The 4KW technologies, comprising the computers and internet, became widespread only from the early 1990s. Therefore, without WWII, growth would have been sluggish from the 1950s to the 1960s. Likewise, the likelihood of a great wealth destruction under the current circumstances is very slim. The 5KW technological drivers, biotechnology and nanotechnology, are still in their infancy. The current renewable energy initiatives, e.g., electric cars, photovoltaic solar panels, and wind turbines, do not incorporate 5KW technologies. So their incremental technological progress is limited; the substantial cost reduction seen in PV panels is largely through manufacturing economies of scale and brutal price slashing, a result of massive overcapacity.
So economic growth will certainly be elusive. The stack of charts below from The Financial Times illustrate that the returns of both bonds and equities are predicted to be low. For bonds, as the yields are rock bottom, their prices can't go any higher. As regards equities, their price/earning (P/E) ratios are extremely high (see bar number 9 in the bottom left panel chart) relative to the historical norm of the years from 1926 to 2012. Equity prices are also driven by business expectation of a recovering economy. In the US, this has been reflected by three successive monthly increases in the orders for capital goods. However for the whole world, Standard and Poors has warned of a 5.4% deep contraction in private capital investment in 2014. It's unlikely that the US can detach itself from the malaise besetting the whole world. So between equities and bonds, equities are the more likely to cede ground and snap from their current stratospheric prices.
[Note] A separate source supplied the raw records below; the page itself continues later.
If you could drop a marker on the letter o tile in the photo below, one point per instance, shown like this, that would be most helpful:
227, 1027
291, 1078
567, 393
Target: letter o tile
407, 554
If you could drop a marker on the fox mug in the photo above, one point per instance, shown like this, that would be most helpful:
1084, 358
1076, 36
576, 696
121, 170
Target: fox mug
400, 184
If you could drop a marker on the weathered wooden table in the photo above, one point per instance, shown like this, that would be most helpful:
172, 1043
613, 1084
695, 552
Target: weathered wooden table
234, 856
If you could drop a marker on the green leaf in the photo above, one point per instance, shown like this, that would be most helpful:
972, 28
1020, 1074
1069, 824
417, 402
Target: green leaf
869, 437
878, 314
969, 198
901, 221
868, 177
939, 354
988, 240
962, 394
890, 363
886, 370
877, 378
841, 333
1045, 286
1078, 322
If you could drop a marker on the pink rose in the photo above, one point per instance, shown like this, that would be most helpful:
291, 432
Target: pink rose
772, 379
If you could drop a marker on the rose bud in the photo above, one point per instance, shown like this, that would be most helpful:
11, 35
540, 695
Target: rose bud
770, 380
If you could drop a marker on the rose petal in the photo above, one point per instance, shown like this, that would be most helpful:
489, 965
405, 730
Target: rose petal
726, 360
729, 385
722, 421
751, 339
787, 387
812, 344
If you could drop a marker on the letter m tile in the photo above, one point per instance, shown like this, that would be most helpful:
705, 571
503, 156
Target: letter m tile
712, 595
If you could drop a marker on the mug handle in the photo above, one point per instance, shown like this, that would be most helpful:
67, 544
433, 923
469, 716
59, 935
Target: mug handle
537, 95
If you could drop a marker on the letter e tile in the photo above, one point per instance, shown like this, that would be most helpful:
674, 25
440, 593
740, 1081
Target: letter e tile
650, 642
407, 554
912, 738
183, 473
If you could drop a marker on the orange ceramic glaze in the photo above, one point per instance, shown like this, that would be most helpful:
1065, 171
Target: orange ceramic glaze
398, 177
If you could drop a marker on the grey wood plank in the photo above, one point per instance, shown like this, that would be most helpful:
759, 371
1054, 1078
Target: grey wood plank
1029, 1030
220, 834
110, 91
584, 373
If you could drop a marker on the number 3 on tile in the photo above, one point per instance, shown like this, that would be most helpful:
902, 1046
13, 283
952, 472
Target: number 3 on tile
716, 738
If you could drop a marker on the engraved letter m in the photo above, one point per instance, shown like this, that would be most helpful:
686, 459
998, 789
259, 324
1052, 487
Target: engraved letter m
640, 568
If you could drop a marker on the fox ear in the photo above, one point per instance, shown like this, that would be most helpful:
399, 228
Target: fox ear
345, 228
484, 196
Still, aside from the increasing private investment, we need to explain why equities for now have been moving in the wrong direction. There are two plausible explanations. First, as explained in my earlier post, Seize money before money seizes up, the corporations have been issuing corporate bonds to buy their own shares, pushing equity prices up in the process. It's a classic Ponzi scheme. You've got to keep on buying to keep prices up, all the while borrowing to finance the buying.
The second is that in many countries wealth destruction is finally catching up on financial wealth. So money is fleeing these countries and flocking to the US in search of a safe haven. I don't have any data to support this contention but as seen on The Economist chart at left, the value of many emerging market currencies have dropped precipitously, suggesting money has fled from these countries. Its destination is surely the US as it appears to be the last refuge in a financially collapsing world. But the wealth holders fail to realise that the threat is not the declining growth in the rest of the world. The 4KW is in its twilight years, it's in its dying stage. It's like a dying man trying to escape death. There's no external threat, it's all within. The economic hardships plaguing the others will soon come to haunt the US. By then, there's no escaping the wealth destruction; if you don't destruct wealth, it'll self destruct.